Das Heck erinnert an eine gewisse Mittelklasse aus Frankreich

Wer grinst uns hier denn hier an? Aha, ein Lamando. Moment, was ist ein Volkswagen Lamando? Es ist im Wesentlichen eine schlankere Version des Sagitar (alias Jetta außerhalb von China). Mit anderen Worten, der Lamando ist für den Jetta das, was der Arteon für den Passat ist, nur ein Segment darunter. Das ursprüngliche Modell debütierte 2014 als Produkt des SAIC-VW Joint Ventures und es ist nun Zeit für die zweite Generation.

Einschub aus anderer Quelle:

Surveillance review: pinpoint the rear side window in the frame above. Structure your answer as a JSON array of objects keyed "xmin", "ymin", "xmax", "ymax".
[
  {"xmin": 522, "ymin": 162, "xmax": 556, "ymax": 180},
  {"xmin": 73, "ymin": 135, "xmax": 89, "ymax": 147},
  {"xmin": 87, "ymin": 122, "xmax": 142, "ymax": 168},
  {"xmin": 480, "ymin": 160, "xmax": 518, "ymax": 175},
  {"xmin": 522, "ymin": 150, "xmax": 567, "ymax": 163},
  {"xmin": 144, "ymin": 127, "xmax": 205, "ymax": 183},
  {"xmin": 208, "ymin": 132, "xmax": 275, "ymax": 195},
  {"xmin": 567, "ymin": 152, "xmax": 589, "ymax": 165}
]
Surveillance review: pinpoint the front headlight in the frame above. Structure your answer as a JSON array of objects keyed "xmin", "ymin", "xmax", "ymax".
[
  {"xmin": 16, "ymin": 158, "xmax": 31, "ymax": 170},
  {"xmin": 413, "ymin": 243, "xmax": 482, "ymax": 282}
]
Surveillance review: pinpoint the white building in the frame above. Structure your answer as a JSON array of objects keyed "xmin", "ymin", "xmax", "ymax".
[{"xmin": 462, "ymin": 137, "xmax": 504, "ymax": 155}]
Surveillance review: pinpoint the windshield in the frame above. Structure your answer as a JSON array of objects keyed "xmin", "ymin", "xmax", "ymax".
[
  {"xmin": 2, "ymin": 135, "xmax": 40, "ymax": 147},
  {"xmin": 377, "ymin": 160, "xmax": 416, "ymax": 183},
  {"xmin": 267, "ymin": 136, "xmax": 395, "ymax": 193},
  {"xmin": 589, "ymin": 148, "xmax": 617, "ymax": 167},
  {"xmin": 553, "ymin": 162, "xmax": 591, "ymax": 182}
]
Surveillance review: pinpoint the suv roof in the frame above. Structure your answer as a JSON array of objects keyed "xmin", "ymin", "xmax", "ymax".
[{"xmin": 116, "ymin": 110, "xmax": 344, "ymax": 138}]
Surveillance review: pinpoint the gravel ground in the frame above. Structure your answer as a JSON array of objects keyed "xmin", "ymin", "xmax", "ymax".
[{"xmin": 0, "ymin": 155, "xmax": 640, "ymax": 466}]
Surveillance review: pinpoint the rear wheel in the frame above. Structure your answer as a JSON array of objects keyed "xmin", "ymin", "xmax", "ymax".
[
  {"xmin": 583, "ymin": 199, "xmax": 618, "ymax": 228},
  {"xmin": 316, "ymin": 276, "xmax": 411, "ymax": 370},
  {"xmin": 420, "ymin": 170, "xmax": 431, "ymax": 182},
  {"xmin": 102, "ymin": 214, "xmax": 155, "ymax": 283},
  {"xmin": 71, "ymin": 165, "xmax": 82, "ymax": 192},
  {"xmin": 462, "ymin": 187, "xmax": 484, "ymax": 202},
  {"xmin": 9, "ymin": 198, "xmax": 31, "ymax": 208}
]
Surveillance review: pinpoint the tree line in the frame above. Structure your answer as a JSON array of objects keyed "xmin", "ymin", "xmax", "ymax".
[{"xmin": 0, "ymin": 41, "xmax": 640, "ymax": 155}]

Das Ministerium für Industrie und Informationstechnologie (MIIT) hat in der Volksrepublik im Rahmen des Homologationsprozesses freizügige Bilder des Fahrzeugs veröffentlicht. Der Lamando bekommt für 2022 einen komplett neuen Look, der mit einem Smiley-Gesicht an die zweite Generation des Mazda 3 erinnert. Die Scheinwerfer scheinen sich an den elektrischen ID-Modellen von VW zu orientieren und sehen ehrlich gesagt nicht schlecht aus.

2022 Volkswagen Lamando
2022 Volkswagen Lamando

Die von MIIT veröffentlichten Bilder zeigen den Lamando in verschiedenen Ausstattungsvarianten, darunter auch eine höherwertige Version mit grässlichen Endrohren. Wenn wir schon beim Heck sind, können wir auch gleich den Elefanten im Raum ansprechen.

Die breiten Rückleuchten erinnern nämlich stark an den Peugeot 508. Das Modell der zweiten Lamando-Generation scheint ein schnittigeres Heck zu haben, und wir fragen uns, ob es von einer traditionellen Limousine zu einem Liftback nach Art des Arteon wechseln wird.

Leider hat MIIT keine Bilder des Innenraums veröffentlicht, obwohl wir den Eindruck haben, dass die Kabine von zwei nebeneinanderliegenden Bildschirmen dominiert wird, die aus dem Armaturenbrett herausragen.

Wenn unsere Vermutung richtig ist, wird der Lamando ein anderes Armaturenbrett haben als der technisch verwandte Sagitar, da jener China-Jetta ein traditionelles Layout hat, bei dem die Bildschirme in das Armaturenbrett eingelassen sind.

Der neue Lamando ist 4784 Millimeter lang, 1831 mm breit und 1469 mm hoch, mit einem Radstand von 2731 mm. Damit ist er deutlich kleiner als der Arteon, der in China unter dem alten CC-Namen erhältlich ist. Auf der MIIT-Website ist der Lamando mit Rädern in 16 bis 18 Zoll aufgelistet, während die Kraft von einem 1.4-TSI-Motor mit 150 PS (110 kW) kommt, den VW seit mehr als einem Jahrzehnt verwendet.

Ähnlich wie beim Vorgängermodell wird der Lamando der nächsten Generation wahrscheinlich eine reine China-Angelegenheit bleiben. Das bevölkerungsreichste Land der Welt ist immer noch ein Stufenheck-liebendes Publikum, weshalb VW dort viele Limousinen anbietet, einschließlich des Flaggschiffs Phideon, das als indirekter Nachfolger des unglücklichen Phaeton dient. Es mag ein wenig schockieren, aber VW verkauft in China zudem immer noch einen Bora, zusammen mit anderen Limousinen, die in verschiedenen Größen erhältlich sind.